Miners' March and Rally in Mansfield
From the collection of
From the collection of
We're marching for our children's jobs - determination and defiance in Nottinghamshire.
To the sound of a brass band, miners and their supporters march with banners and placards in Mansfield in Nottinghamshire. Questions put to the marchers reveal the strength of feeling in the crowd, as people stress the fight is for their children's and grandchildren's employment prospects as well as the economic future of their area. Though they express confidence that the strikers will be victorious, one miner criticises the media coverage, saying that the dispute is primarily a fight for jobs but is portrayed as a political battle between the NUM president Arthur Scargill and the prime minister, Margaret Thatcher. Others talk about the lack of solidarity in the mining community, the strike being a bitterly divisive issue in the East Midlands. The march through Mansfield ends in a rally, where Arthur Scargill addresses the crowd. Continued in 'Miners and supporters at the Mansfield rally'.
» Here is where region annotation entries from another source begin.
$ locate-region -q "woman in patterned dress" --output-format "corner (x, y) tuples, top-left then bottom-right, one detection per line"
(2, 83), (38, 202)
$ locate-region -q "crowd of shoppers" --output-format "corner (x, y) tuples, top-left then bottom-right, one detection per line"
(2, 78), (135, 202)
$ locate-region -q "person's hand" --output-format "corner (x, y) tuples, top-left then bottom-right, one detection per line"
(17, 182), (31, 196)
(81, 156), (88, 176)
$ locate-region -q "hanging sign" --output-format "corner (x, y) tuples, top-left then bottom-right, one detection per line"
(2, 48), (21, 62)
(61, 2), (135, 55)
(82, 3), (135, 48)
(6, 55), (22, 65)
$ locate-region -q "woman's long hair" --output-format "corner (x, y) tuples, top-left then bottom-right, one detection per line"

On 6th March 1984, the National Coal Board announced that it intended to close 20 pits in Britain, the first being Cortonwood Colliery in South Yorkshire. This announcement was the catalyst for the miners' strike which lasted for a year. When Arthur Scargill, President of the National Union of Mineworkers, called for the strike against pit closures, there had been no national ballot of NUM members. This, some claimed, made the strike technically illegal. From the start, the industrial action was hard-fought, sometimes violent, and often bitterly divisive, as in Nottinghamshire, where some miners continued to work despite calls for solidarity. There was much support for the strikers within their own communities, with women setting up local action groups to provide food and other necessities for families facing real hardship. Elsewhere, miners from the South Wales collieries gave their full support, and the strike received international media coverage with Christmas presents for the children of striking miners being sent over from Europe. The country's coal stocks were high, however, and without strong support from other large trade unions, the strike could not continue indefinitely. On 3rd March 1985, the NUM's National Executive voted narrowly in favour of calling an end to the action. The miners returned to their workplaces, marching proudly behind their banners and with the support of their families. The failure of the strike was followed by a programme of pit closures carried out by the Conservative government led by Margaret Thatcher, causing huge upheaval in mining areas where the coal industry had been the major source of employment for local workers. In these areas the effects of the miners' strike can still be felt today.